Locally enhanced angiogenesis promotes transplanted cell survival


Smith MK, Peters MC, Richardson TP, Garbern JC, Mooney DJ. Locally enhanced angiogenesis promotes transplanted cell survival. Tissue Eng. 2004;10 (1-2) :63-71.

Date Published:

2004 Jan-Feb


A developing therapy for complete or partial loss of function in various tissues and organs involves transplanting an appropriate cell population, capable of compensating for the existing deficiencies. Clinical application of this type of strategy is currently limited by the death or dedifferentiation of the transplanted cells after delivery to the recipient. A delay in thorough vascularization of the implant area creates an environment low in oxygen and other nutrients, and likely contributes to the initial death of transplanted cells.

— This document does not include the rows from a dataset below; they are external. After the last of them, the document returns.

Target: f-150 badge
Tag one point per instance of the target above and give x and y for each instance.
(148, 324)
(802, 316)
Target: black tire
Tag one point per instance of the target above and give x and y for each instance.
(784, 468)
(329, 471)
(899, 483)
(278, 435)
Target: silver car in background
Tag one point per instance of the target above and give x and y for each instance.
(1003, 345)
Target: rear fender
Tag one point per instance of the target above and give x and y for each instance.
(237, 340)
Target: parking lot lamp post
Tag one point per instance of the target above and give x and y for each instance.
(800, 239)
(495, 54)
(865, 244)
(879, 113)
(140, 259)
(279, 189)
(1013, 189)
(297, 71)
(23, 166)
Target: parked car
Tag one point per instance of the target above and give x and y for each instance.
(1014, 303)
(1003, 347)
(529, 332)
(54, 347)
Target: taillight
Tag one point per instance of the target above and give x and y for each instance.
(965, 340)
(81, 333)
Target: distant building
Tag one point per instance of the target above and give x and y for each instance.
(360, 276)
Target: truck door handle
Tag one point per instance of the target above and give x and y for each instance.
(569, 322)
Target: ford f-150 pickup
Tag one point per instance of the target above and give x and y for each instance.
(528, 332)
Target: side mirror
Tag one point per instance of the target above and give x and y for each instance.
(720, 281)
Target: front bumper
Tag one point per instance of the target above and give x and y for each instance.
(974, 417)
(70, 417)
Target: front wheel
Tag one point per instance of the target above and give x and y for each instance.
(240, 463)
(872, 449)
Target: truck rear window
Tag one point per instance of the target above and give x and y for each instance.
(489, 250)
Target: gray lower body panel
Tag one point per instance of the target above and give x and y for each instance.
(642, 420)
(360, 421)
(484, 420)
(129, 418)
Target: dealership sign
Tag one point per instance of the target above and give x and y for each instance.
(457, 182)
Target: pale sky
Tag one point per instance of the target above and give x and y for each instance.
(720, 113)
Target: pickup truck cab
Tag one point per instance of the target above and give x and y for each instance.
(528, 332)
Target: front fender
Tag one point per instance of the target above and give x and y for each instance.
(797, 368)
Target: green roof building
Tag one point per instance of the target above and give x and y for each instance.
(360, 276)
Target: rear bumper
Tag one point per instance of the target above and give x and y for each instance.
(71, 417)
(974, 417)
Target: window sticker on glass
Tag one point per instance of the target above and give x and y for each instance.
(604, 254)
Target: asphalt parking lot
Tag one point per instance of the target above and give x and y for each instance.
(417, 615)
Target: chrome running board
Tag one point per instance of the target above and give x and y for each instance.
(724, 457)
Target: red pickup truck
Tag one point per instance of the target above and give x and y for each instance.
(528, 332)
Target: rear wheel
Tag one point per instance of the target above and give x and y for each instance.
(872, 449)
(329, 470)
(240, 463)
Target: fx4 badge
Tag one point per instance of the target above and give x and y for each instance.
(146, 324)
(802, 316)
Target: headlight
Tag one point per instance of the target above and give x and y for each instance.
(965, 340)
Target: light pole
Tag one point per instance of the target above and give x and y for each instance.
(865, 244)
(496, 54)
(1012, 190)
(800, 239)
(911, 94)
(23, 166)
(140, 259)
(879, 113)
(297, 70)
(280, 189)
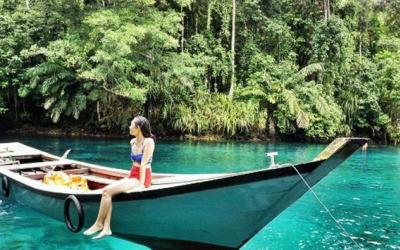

We have addressed this problem by sustained delivery of vascular endothelial growth factor (VEGF), an initiator of angiogenesis, from a porous polymer matrix utilized simultaneously for cell delivery. As expected from previous studies, VEGF delivered from these constructs elicited an enhanced angiogenic response over a 2-week period when implanted subcutaneously in SCID mice. Hepatocytes implanted using VEGF-containing matrices demonstrated significantly greater survival after 1 week in vivo as compared with cells implanted on matrices without growth factor. The results of this study therefore indicate that enhancing vascularization in the location of transplanted cells promotes their survival. In addition, this delivery system may be used in future studies to directly promote cell survival and function by also providing growth factors specific to the transplanted cells.